Und weshalb gelingt das in unseren heutigen Städten und Gemeinden so schwer? Weil so viele Bürger in der Vergangenheit zu viele ungünstige Erfahrungen im Umgang miteinander gemacht haben. Und die haben Spuren in ihren Gehirnen hinterlassen, sind zu festen Überzeugungen, Einstellungen und Haltungen geworden, die nun ihr Verhalten im Umgang miteinander bestimmen.

Auflösen lassen sich die daraus entstandenen ungünstigen Haltungen nur durch neue, günstigere Erfahrungen in der Begegnung mit Nachbarn und Mitbürgern. Aber die kann man nicht erzwingen, auch nicht unterrichten. Um diese einmal entstandenen und vor allem in Dörfern oft über Generationen weitergegebenen inneren Einstellungen zu verändern, müssten die Menschen neue, günstigere Erfahrungen miteinander machen. Und dazu kann man Mitbürger nur einladen, ermutigen und inspirieren. Verwaltungsbeamte und Bürgermeister schaffen das nur selten. So etwas lässt sich nicht anordnen. Aber sogar Verwaltungsbeamte und erst recht die Bürger selbst können Rahmenbedingungen schaffen, die es sehr wahrscheinlich machen, dass solche Erfahrungen beglückenden Miteinanders von den Menschen wieder gemacht werden.

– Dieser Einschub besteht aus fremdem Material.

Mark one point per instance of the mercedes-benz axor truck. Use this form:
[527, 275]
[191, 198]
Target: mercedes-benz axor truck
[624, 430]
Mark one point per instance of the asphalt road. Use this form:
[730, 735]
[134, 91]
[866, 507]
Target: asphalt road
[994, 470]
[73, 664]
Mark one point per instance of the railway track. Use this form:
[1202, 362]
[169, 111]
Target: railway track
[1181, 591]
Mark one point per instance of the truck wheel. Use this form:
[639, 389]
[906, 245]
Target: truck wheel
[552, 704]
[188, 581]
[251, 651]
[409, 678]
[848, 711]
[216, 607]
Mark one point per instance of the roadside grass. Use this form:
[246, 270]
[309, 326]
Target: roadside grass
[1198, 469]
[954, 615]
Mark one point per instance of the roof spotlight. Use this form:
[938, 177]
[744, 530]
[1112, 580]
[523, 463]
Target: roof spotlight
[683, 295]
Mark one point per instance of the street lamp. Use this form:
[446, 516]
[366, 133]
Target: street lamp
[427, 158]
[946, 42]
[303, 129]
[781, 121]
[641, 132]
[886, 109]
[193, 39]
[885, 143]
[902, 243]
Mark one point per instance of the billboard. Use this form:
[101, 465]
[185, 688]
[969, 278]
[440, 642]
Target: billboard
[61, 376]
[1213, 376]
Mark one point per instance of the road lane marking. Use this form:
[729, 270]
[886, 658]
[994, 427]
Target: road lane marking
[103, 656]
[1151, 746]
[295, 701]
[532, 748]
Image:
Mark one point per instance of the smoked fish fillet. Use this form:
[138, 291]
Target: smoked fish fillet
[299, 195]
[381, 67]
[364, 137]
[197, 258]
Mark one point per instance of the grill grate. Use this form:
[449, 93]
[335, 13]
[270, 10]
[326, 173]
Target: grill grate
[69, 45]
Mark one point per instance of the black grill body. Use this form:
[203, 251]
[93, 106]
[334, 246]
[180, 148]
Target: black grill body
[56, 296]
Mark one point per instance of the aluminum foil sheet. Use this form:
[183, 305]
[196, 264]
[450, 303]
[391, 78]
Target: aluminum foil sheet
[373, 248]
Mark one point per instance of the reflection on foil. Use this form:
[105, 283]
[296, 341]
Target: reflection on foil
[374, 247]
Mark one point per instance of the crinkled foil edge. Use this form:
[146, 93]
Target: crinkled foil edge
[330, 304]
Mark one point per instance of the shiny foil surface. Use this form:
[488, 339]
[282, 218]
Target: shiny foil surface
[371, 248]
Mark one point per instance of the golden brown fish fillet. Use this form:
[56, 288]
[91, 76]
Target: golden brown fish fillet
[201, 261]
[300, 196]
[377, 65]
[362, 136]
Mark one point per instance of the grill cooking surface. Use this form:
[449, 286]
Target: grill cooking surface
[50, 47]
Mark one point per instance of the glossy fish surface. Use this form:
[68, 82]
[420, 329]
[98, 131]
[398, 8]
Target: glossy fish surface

 Bürger als gestaltende Subjekte

Die wichtigste Voraussetzung dafür ist, dass niemand in einer Stadt oder einer Gemeinde die Erfahrung machen muss, dass sie oder er zum Objekt der Interessen und Absichten, der Erwartungen und Belehrungen, der Bewertungen und Maßnahmen anderer gemacht wird. Dass die Bürger sich wieder als gestaltende Subjekte erleben dürfen und nicht als verwaltete Objekte. Nur dann kann das Wunder geschehen, das eine Gemeinde oder einen Stadtteil wieder lebendig macht. Dass die Bürger nicht länger aneinander vorbeileben oder gar gegeneinander zu Felde ziehen, sondern ein gemeinsames Anliegen verfolgen, das sie alle miteinander verbindet und die bis dahin entstandenen unterschiedlichen Interessengruppen wieder zusammenführt.

Solange die Bürger einer Gemeinde oder einer Stadt sich gegenseitig als Objekte zur Durchsetzung ihrer jeweiligen Interessen benutzen, ist die Entfaltung der in jedem Einzelnen und in der Gemeinschaft verborgenen Potenziale unmöglich. Sobald diese Bürger beginnen, einander als Subjekte zu begegnen, voneinander zu lernen und mitei­nander ihre Städte und Gemeinden zu gestalten, ist die Entfaltung der in allen daran beteiligten Bürgern und ihrer Gemeinschaft angelegten Potenziale unvermeidbar. Mit einem Gehirn, in dem jede Nervenzelle und jede Region ihre Interessen auf Kosten anderer zu verwirklichen versucht, würden wir keinen einzigen Tag überleben.